Creamy pasta sauce with fresh mushrooms and spinach over chicken and fettuccine.
- 6 small chicken breasts
- Flour, salt and pepper, for dredging
- 1 pound fettuccine, cooked according to package directions
- 4 Tablespoons olive oil
- 1/3 cup flour
- 2 Tablespoons butter
- 2 cups chicken stock
- 2 cups cream (milk or half and half can be used)
- 1 teaspoon salt
- 1 teaspoon black pepper
- 8 ounces fresh white mushrooms, sliced
- 4 cloves garlic, minced
- 1 (6 ounce) package shredded Gouda cheese
- 2 cups baby spinach leaves
Heat oil in a large skillet. Dredge chicken in flour seasoned with salt and pepper. Place in skillet, cook 5 minutes, flip chicken and cook 5 minutes more. Remove from skillet, set aside.
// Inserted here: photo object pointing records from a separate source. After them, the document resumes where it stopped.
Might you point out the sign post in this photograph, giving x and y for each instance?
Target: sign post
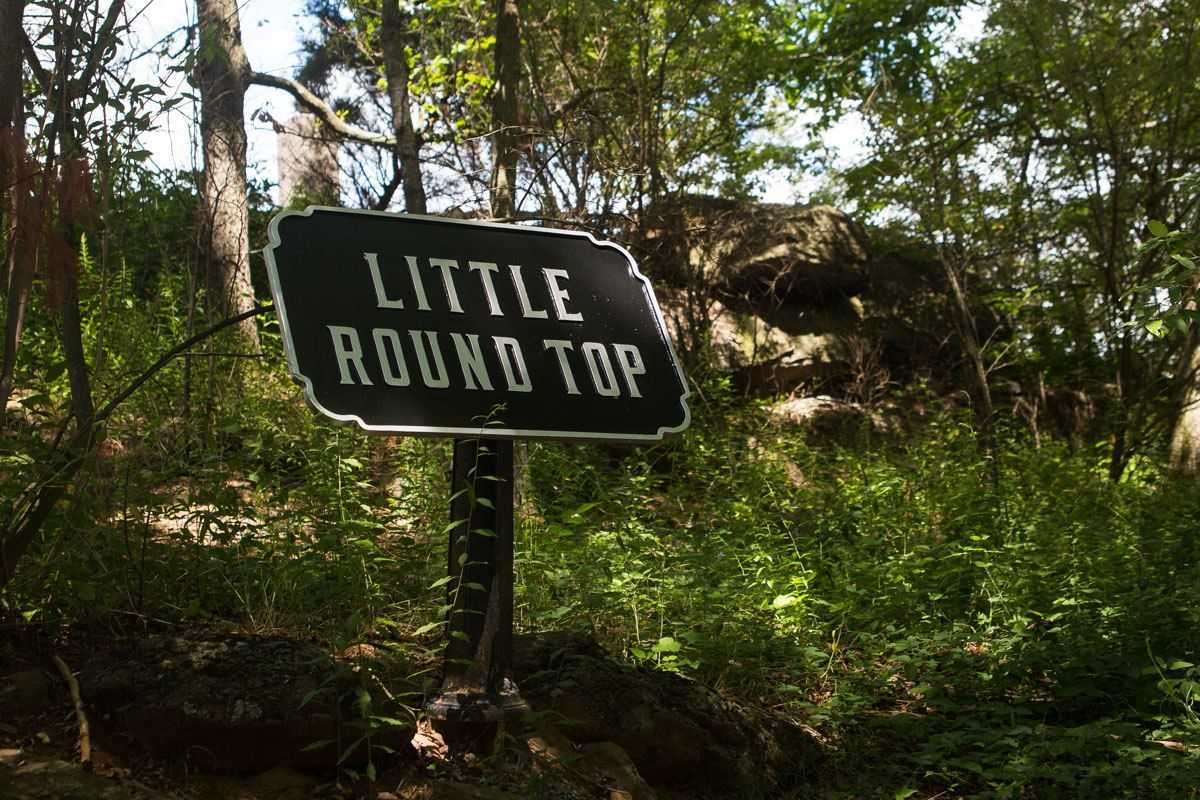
(486, 332)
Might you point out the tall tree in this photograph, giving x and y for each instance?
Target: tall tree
(221, 73)
(504, 109)
(394, 32)
(18, 271)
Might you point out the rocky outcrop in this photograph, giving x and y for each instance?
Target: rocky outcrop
(814, 254)
(676, 732)
(229, 702)
(801, 298)
(252, 703)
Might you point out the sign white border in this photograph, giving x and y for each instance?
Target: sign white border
(478, 431)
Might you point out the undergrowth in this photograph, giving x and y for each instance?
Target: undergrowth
(1000, 624)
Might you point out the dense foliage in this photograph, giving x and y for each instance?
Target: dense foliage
(958, 602)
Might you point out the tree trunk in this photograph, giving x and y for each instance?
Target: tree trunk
(221, 74)
(504, 109)
(1185, 451)
(970, 336)
(395, 65)
(12, 151)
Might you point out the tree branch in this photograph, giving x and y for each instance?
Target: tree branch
(322, 109)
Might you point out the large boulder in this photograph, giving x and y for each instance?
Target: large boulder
(811, 254)
(678, 733)
(229, 702)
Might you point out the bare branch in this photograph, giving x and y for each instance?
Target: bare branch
(322, 109)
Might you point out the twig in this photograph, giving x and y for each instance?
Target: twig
(84, 731)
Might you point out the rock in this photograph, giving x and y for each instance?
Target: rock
(829, 416)
(805, 253)
(550, 743)
(227, 701)
(25, 776)
(613, 769)
(741, 335)
(456, 791)
(283, 783)
(24, 692)
(675, 731)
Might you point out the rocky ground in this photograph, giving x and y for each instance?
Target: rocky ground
(259, 717)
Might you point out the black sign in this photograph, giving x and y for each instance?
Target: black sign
(414, 324)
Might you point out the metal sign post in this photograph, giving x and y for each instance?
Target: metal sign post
(477, 685)
(487, 332)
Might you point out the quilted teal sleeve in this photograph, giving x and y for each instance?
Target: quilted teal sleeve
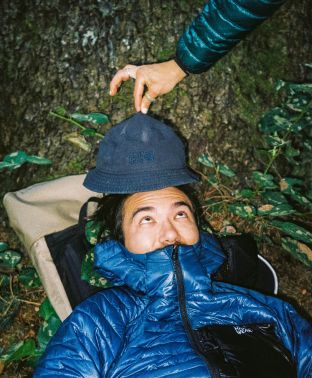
(218, 28)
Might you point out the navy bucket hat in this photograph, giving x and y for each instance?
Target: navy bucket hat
(137, 155)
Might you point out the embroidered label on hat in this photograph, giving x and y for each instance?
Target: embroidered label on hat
(242, 330)
(141, 157)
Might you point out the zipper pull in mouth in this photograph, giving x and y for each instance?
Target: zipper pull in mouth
(175, 252)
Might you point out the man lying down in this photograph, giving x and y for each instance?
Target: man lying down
(165, 316)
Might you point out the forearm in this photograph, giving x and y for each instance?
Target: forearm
(218, 28)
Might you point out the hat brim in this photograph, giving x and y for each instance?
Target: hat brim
(107, 182)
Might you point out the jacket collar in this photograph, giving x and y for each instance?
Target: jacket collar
(153, 273)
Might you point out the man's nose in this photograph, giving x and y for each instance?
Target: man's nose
(169, 234)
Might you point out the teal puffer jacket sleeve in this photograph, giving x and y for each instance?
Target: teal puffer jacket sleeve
(89, 340)
(218, 28)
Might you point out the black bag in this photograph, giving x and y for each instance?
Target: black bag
(68, 249)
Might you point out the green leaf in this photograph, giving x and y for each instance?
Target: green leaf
(95, 118)
(222, 168)
(29, 278)
(214, 206)
(265, 181)
(88, 132)
(307, 144)
(225, 170)
(88, 274)
(4, 280)
(298, 250)
(275, 140)
(293, 230)
(46, 310)
(297, 103)
(38, 160)
(299, 88)
(3, 246)
(5, 164)
(9, 259)
(288, 182)
(242, 210)
(47, 330)
(206, 160)
(247, 193)
(61, 111)
(98, 118)
(274, 198)
(291, 152)
(17, 158)
(19, 351)
(212, 179)
(276, 210)
(78, 140)
(92, 230)
(287, 186)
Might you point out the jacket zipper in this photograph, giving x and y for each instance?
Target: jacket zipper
(214, 372)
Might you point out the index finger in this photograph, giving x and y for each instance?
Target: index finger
(138, 92)
(116, 81)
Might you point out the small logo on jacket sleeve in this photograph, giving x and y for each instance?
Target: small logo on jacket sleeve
(242, 330)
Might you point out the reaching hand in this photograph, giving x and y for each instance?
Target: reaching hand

Place butter in skillet, melt. Add mushrooms and garlic, cook for about 5 minutes, stirring occasionally.
Whisk together flour, cream, chicken stock, salt and pepper. Pour over mushrooms, bring to a simmer, cook for 5 minutes. Whisk in cheese. Add chicken back in, cover and simmer for 5-10 minutes.
Add spinach in, allow to wilt. Toss with prepared fettuccine. Serve and enjoy!